Politics and Economy
The current president of Equatorial Guinea, Teodoro Obiang Nguema Mbasogo, has held power since 1979 and maintains a highly repressive regime. Civil society and journalists are censored. The vast majority of the country’s political power is concentrated in the president’s family. Elections occur, but they are neither free nor fair. The country is deeply plagued by corruption and serves as an example of a country that suffers from the resource curse.
Oil supports the endeavors of the president and his highly wasteful spending. U.S. companies dominate the country’s oil business and most of Equatorial Guinea’s exports end up in the United States. Prior to oil discovery in the 1990s, cacao, coffee, and timber exports were the primary commodities of the economy. Today, the oil revenues have caused Equatorial Guinea to have the highest gross national income (GNI) per capita of all of Africa. However, this measurement is misleading as the wealth is highly concentrated with the president’s family. The country has one of the highest rates of inequality in the world as measured by the Gini coefficient.

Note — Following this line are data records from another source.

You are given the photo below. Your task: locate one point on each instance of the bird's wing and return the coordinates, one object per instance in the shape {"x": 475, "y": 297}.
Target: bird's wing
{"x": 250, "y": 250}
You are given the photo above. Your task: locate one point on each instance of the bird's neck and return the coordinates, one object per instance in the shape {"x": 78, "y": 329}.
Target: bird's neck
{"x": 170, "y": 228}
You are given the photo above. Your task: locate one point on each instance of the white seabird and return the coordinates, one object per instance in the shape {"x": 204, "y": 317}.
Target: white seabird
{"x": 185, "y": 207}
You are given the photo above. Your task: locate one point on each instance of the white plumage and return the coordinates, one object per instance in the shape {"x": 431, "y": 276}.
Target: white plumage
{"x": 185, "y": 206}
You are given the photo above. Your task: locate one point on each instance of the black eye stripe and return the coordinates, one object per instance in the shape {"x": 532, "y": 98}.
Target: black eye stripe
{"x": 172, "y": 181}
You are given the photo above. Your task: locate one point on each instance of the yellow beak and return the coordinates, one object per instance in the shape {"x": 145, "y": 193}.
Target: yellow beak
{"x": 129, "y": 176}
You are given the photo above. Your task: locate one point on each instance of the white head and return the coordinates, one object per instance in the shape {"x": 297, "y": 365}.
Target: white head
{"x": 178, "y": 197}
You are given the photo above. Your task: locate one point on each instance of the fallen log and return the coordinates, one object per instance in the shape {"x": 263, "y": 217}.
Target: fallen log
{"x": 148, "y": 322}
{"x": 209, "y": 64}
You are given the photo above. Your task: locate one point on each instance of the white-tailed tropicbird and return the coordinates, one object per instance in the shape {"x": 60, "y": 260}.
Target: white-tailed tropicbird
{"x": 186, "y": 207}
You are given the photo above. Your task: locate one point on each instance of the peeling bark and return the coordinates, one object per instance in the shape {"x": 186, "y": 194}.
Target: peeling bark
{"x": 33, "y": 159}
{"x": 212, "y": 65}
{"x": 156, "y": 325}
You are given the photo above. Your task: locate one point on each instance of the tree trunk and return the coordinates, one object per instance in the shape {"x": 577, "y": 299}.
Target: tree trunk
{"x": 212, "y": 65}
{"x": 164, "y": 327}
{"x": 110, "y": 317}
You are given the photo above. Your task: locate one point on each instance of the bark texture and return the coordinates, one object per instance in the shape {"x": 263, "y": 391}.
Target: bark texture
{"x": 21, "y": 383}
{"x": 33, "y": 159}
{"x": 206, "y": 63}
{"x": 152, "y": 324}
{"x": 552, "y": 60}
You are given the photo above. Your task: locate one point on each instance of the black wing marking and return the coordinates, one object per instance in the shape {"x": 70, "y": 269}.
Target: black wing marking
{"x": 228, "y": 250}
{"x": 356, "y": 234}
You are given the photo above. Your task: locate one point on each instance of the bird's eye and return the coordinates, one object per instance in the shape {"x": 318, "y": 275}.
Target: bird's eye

Tourism plays little role in the country’s economy as it is one of the least visited countries in the world (North Korea doesn’t even make it onto the list; that’s how few visitors we’re talking). The country has undergone international isolationism as part of the rise of the dictatorial family. Citizens of the U.S. are notably exempt from the expensive, prearranged visa requirement primarily due to the country’s relationship with U.S. oil companies.
Equatorial Guinea was colonized by several European countries. First European contact came from the Portuguese in 1472. Early efforts to develop sugarcane plantations largely failed given the extreme humidity, rainfall, and temperature fluctuations. Centuries later, the Portuguese and Spain signed a treaty that transferred the colony to Spanish control. For several decades in the 19th century, Spain leased the territory to the British. Independence finally came in 1968 after centuries of exploitation, disease, and the alienation of some native groups while privileging others. The stage was set for a weak democratic transition into repressive authoritarianism later compounded by oil and imperialism. As a result of Spanish colonialism, Equatorial Guinea is the only Spanish speaking country in Africa.
Geography and Ecology
The country is composed of a relatively small territory on mainland Africa and several islands. The largest island, Bioko, is home to the capital Malabo and the largest share of the country’s population. Bioko is actually much closer to Cameroon than mainland Equatorial Guinea, referred to as Río Muni. Bioko also contains Pico Basilé (one of the tallest volcanos in Africa) and Ureka (the wettest place in Africa).
Given the wide range of climates for such a tiny country, it is very ecologically diverse. Everything from chimpanzees to the highly coveted pangolin can be found here. The beach at Ureka is also one of the only places on earth where leatherback sea turtles lay their eggs. The rarities of Equatorial Guinea wildlife and the political and economic corruption make it vulnerable to poaching and the exotic animal trade.